|
| Petrolio: le cifre gonfiate di un'occupazione che non c'è |
|---|
20/01/2009 |
| Val d’Agri: oro nero, lavoro... grigio. Questo il bilancio delle estrazioni petrolifere in Basilicata, dal punto di vista dei lavoratori, in base ad una indagine sull’indotto industriale e di servizi del centro oli di Viggiano e dei pozzi petroliferi, condotta da Davide Bubbico, dell’Università di Salerno, e presentata ieri da Cgil, Fiom e Filcem.
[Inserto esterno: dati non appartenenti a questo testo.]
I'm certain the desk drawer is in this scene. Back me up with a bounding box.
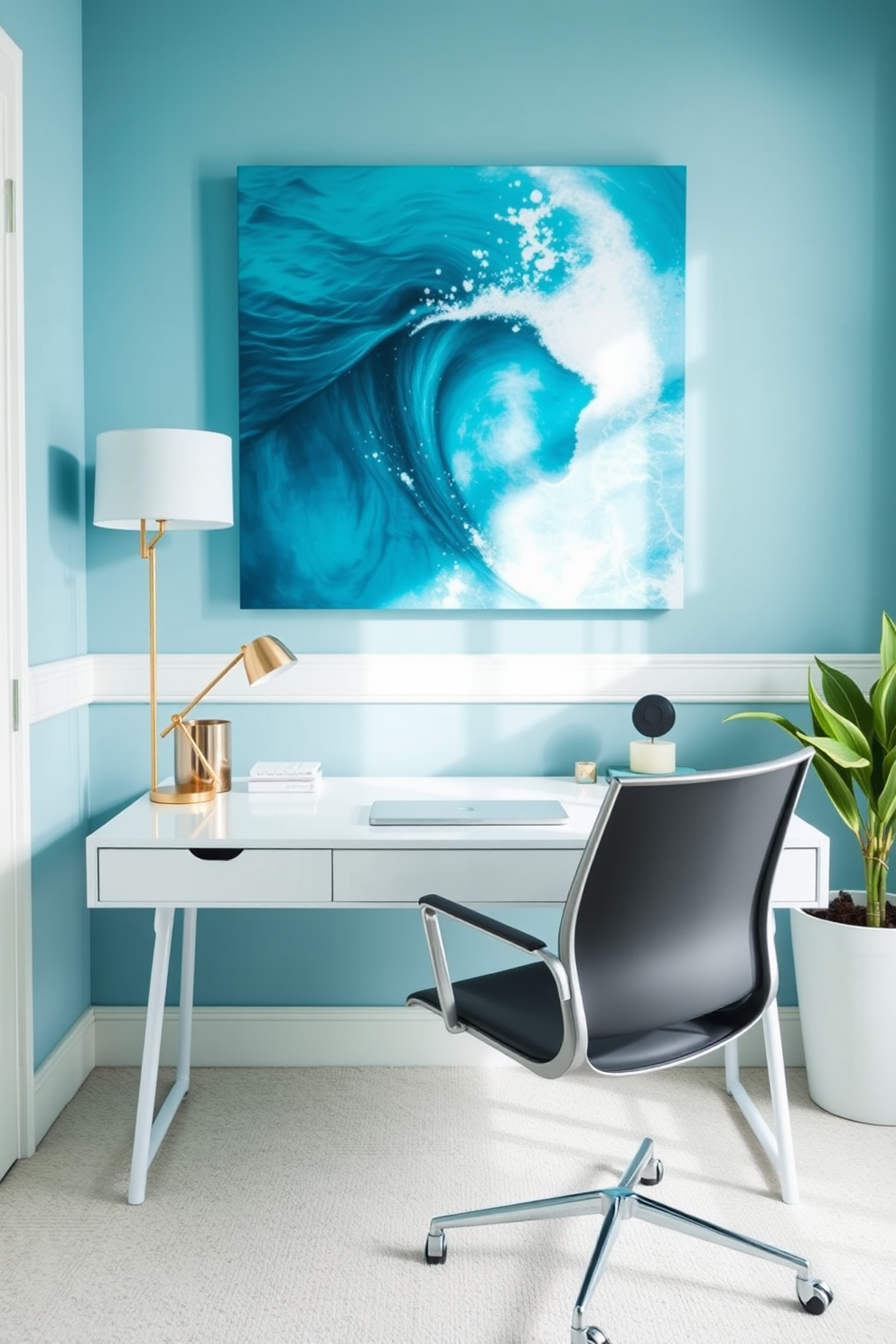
[333,849,582,904]
[97,848,333,906]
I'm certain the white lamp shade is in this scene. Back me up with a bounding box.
[93,429,234,529]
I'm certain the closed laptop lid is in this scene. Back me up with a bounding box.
[369,798,568,826]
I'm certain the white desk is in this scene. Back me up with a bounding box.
[88,777,829,1204]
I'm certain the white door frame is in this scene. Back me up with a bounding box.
[0,28,35,1175]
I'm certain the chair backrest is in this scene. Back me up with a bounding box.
[559,750,813,1039]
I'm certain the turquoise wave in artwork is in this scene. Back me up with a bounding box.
[238,167,686,609]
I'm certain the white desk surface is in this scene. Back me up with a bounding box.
[88,777,829,906]
[90,776,606,849]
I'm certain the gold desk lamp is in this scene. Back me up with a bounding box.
[94,429,294,802]
[161,634,295,802]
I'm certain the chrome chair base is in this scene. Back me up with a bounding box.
[425,1138,835,1344]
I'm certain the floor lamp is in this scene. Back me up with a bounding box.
[94,429,234,802]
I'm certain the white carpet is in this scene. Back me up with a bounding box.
[0,1069,896,1344]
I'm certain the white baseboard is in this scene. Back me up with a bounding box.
[94,1008,805,1067]
[33,1008,97,1143]
[35,1008,805,1143]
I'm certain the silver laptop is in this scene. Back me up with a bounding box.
[369,798,568,826]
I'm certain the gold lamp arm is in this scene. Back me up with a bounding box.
[140,518,165,793]
[169,714,221,791]
[160,645,246,742]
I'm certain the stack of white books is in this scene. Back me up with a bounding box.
[248,761,322,793]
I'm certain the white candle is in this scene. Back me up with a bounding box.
[629,741,676,774]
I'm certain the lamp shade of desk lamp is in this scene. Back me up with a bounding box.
[94,429,234,802]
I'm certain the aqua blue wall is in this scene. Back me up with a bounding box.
[83,0,896,1003]
[85,0,893,652]
[10,0,896,1035]
[0,0,90,1064]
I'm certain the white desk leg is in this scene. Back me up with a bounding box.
[725,999,799,1204]
[761,1000,799,1204]
[127,906,174,1204]
[127,906,196,1204]
[177,906,196,1091]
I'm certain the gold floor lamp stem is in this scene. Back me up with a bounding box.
[140,518,165,793]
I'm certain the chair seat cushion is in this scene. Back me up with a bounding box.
[407,961,563,1063]
[588,994,764,1074]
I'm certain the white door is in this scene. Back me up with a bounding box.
[0,21,33,1176]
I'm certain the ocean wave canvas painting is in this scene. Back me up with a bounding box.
[238,167,686,611]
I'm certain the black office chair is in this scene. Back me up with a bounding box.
[407,750,833,1344]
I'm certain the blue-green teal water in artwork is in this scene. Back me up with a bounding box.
[238,167,686,611]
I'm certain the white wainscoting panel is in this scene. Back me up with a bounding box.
[30,653,879,722]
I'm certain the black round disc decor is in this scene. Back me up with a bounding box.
[631,695,676,738]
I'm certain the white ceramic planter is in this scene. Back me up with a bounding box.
[790,909,896,1125]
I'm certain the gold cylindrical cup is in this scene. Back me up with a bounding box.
[174,719,231,793]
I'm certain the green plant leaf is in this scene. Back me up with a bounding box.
[872,663,896,751]
[722,710,806,742]
[808,677,872,766]
[811,751,863,836]
[816,658,874,738]
[880,611,896,672]
[797,730,871,782]
[881,751,896,826]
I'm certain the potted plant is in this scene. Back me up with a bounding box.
[725,613,896,1125]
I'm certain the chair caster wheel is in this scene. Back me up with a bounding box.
[797,1278,835,1316]
[425,1232,447,1265]
[638,1157,665,1185]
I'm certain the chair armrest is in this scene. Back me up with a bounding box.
[418,896,546,952]
[418,895,571,1032]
In particolare, secondo la documentazione raccolta dal sindacato, a fronte di una produzione di petrolio che va dai 73.375 barili del 2 settembre 2008 ai 65.855 del 9 gennaio scorso, il sito estrattivo della Val d’Agri, con i suoi 22 pozzi attualmente attivi sui 47 previsti dal progetto di sviluppo, il centro oli della capacità di 104mila barili al giorno e il suo oleodotto di 136 chilometri, dà lavoro stabilmente a 450 lavoratori (130 al centro oli, 50 per servizi amministrativi, 100 per gestione e presidio pozzi, 50 per gli impianti di perforazione, 60 per manutenzione del centro oli, 15 nella gestione dei sistemi di sicurezza, 15 nella fornitura di prodotti chimici, 30 per servizi vari), di cui soltanto il 50 per cento lucani, di cui pochissimi con qualifiche ad elevato contenuto professionale. A questi si aggiungono altri 14 addetti che lavorano per conto di altre ditte appaltatrici, compresi i servizi di trasporto del greggio. Secondo i dati rilevati nel mese di settembre dello scorso anno, le aziende che lavorano nell’indotto del Centro Oli di Vigginao sono 83, di cui 24 lucane (7 della provincia di Matera e 17 della provincia di Potenza).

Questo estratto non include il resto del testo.